I am looking for a good article that discusses the change in mindset when approaching error handling for async background jobs, for people who have only worked on sync web requests.
You mention both background jobs and web-requests in the subject. What sort of a problem you want figure out how to test idiomatically?
Web requests are tested in isolation from each other. If you do background jobs using, say, Oban - it provides with helpers and nice guides documented on testing Introduction to Testing — Oban v2.14.0.
Also keep in mind, each process by itself is “single threaded”. So in isolation it’s straight forward how to test them. When the unit that’s being tested involves other processes - then 2 things come to my mind:
Taskswhenever possible because it automatically provides with Ancestor and Caller Tracking. Some popular libraries make use of it to help with testing (e.g. Ecto and Mox)
- Pass messages between processes to synchronize them for tests. That might require some thoughts put to architecting GenServers upfront. @TylerAYoung gave a talk on that ElixirConf 2021 - Tyler Young - Architecting GenServers for Testability - YouTube
My concern currently is not about testing background jobs, although I enjoy that topic.

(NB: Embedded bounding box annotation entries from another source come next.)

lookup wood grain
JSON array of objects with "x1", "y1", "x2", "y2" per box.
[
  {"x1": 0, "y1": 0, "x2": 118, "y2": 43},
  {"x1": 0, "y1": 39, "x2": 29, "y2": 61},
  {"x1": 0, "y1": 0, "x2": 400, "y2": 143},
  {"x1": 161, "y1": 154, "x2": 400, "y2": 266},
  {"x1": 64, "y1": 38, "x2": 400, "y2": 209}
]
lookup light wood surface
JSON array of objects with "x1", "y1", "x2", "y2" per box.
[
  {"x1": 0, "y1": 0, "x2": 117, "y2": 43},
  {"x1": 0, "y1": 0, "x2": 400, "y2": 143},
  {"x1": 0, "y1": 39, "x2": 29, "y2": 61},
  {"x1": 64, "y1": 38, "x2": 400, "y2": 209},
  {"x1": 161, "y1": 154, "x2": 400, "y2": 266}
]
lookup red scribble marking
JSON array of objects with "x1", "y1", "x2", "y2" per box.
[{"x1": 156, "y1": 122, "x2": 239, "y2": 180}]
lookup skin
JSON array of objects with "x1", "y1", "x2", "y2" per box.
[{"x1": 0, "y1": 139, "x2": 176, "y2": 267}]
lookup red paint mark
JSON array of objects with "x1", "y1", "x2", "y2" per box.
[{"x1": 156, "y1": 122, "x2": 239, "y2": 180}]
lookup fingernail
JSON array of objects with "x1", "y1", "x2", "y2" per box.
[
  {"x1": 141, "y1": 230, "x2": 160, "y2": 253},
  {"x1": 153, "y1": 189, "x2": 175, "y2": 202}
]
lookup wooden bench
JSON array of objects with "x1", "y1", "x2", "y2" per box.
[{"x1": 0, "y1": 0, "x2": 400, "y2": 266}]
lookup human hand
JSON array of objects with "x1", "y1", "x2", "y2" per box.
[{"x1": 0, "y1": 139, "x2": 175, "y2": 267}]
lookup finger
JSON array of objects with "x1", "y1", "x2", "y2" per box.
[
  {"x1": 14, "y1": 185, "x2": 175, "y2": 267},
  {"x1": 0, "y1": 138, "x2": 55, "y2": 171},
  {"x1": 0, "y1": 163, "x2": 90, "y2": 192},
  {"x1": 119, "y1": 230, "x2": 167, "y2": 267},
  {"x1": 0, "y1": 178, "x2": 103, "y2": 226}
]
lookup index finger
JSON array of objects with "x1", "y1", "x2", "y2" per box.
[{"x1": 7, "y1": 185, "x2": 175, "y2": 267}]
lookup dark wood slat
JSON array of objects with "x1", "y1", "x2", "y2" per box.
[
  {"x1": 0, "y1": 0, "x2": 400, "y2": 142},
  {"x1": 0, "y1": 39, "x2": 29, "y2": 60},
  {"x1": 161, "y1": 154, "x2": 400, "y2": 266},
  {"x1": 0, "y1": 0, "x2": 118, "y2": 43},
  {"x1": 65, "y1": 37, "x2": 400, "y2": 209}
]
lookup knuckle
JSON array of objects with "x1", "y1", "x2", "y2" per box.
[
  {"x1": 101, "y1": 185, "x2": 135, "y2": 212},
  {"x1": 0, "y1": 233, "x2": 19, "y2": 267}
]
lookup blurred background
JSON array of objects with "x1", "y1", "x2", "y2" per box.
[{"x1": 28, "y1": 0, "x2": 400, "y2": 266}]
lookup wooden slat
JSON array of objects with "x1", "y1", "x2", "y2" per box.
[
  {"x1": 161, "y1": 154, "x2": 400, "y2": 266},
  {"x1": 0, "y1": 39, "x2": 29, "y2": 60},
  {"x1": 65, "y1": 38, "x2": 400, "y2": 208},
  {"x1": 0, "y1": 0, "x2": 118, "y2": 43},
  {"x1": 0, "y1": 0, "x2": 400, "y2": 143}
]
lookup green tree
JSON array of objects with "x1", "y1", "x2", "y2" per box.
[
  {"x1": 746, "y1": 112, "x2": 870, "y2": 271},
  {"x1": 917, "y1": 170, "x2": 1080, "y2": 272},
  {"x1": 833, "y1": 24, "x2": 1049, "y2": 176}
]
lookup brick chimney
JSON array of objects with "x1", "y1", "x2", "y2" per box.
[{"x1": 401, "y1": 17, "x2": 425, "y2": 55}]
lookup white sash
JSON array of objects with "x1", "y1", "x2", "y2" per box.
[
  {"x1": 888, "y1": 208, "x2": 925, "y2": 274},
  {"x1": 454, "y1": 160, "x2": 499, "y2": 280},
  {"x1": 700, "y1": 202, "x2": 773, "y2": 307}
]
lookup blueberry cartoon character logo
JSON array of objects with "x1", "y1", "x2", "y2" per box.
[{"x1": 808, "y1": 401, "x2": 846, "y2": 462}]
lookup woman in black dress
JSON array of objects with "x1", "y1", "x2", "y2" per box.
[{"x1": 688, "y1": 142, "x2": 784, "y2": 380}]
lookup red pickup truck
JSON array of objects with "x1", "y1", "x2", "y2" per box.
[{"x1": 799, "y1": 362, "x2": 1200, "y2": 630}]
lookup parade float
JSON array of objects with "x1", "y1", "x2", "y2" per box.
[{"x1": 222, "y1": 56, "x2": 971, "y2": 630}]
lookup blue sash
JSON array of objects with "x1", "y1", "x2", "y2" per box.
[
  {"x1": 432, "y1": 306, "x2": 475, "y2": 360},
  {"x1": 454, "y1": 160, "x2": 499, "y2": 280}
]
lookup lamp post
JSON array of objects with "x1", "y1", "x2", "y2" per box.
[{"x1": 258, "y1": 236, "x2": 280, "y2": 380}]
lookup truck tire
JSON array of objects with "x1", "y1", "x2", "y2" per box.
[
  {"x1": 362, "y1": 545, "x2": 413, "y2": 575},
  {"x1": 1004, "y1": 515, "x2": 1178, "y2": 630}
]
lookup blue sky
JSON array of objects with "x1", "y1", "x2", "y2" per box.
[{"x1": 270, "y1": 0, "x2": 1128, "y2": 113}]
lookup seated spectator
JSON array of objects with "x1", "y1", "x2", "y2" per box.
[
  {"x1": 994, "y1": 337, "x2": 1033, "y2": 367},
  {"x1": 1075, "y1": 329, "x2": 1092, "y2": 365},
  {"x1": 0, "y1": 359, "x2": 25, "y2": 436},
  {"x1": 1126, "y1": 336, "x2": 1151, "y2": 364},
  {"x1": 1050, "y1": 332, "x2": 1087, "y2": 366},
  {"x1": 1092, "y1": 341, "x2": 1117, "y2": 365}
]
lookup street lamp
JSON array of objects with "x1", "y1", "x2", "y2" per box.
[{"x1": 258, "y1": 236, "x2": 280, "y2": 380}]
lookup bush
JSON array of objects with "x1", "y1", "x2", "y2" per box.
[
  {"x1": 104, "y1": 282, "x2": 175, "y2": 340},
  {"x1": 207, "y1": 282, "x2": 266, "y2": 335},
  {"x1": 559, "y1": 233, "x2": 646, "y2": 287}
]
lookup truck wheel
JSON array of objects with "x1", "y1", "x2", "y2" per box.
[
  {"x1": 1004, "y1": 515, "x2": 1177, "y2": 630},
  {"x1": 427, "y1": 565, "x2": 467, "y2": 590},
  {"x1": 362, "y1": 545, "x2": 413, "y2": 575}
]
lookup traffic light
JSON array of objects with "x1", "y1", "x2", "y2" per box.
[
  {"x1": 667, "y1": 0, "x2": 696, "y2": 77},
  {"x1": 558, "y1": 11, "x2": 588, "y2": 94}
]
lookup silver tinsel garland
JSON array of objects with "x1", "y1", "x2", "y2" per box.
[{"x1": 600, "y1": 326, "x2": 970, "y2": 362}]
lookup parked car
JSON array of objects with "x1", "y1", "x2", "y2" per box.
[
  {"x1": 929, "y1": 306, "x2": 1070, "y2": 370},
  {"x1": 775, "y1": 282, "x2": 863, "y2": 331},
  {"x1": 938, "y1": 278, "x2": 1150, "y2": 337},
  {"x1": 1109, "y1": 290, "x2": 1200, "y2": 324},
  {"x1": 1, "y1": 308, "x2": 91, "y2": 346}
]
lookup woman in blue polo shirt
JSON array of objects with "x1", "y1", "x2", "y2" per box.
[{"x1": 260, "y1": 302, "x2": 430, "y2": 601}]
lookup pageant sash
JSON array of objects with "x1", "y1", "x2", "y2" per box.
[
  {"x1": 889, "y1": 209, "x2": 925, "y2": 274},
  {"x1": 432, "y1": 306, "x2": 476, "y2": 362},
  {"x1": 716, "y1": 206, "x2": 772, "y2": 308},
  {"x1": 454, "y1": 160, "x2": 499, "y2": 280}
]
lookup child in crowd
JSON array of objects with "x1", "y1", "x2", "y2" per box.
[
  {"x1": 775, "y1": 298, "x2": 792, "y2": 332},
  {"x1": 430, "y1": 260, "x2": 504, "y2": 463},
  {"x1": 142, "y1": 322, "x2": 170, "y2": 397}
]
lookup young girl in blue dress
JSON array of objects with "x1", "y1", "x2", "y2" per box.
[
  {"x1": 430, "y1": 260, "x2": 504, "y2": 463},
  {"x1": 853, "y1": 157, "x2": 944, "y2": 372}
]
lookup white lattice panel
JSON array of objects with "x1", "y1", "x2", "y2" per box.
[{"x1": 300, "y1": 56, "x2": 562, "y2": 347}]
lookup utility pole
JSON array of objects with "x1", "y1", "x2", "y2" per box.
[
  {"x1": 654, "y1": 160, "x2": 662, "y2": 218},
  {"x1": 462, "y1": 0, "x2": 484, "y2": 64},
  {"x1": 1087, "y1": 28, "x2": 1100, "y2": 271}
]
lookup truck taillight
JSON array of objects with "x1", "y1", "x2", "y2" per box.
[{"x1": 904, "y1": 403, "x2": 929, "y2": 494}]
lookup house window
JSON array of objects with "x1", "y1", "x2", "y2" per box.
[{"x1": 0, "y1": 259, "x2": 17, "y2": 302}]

I am finding that when I see developers implement their first background job after working on web requests exclusively for two years, that the developers don’t seem to focus on the retry behavior or consider how the job will behave when it encounters failures. I am trying to find articles to highlight the failures to keep in mind and expect, as the developers implement their first background job. In a web request setting, ignoring failures and just assuming the backend will forward an error to front end and the user will retry when they observe the error has been sufficient for their work, but I don’t think the same approach to background jobs will work out okay.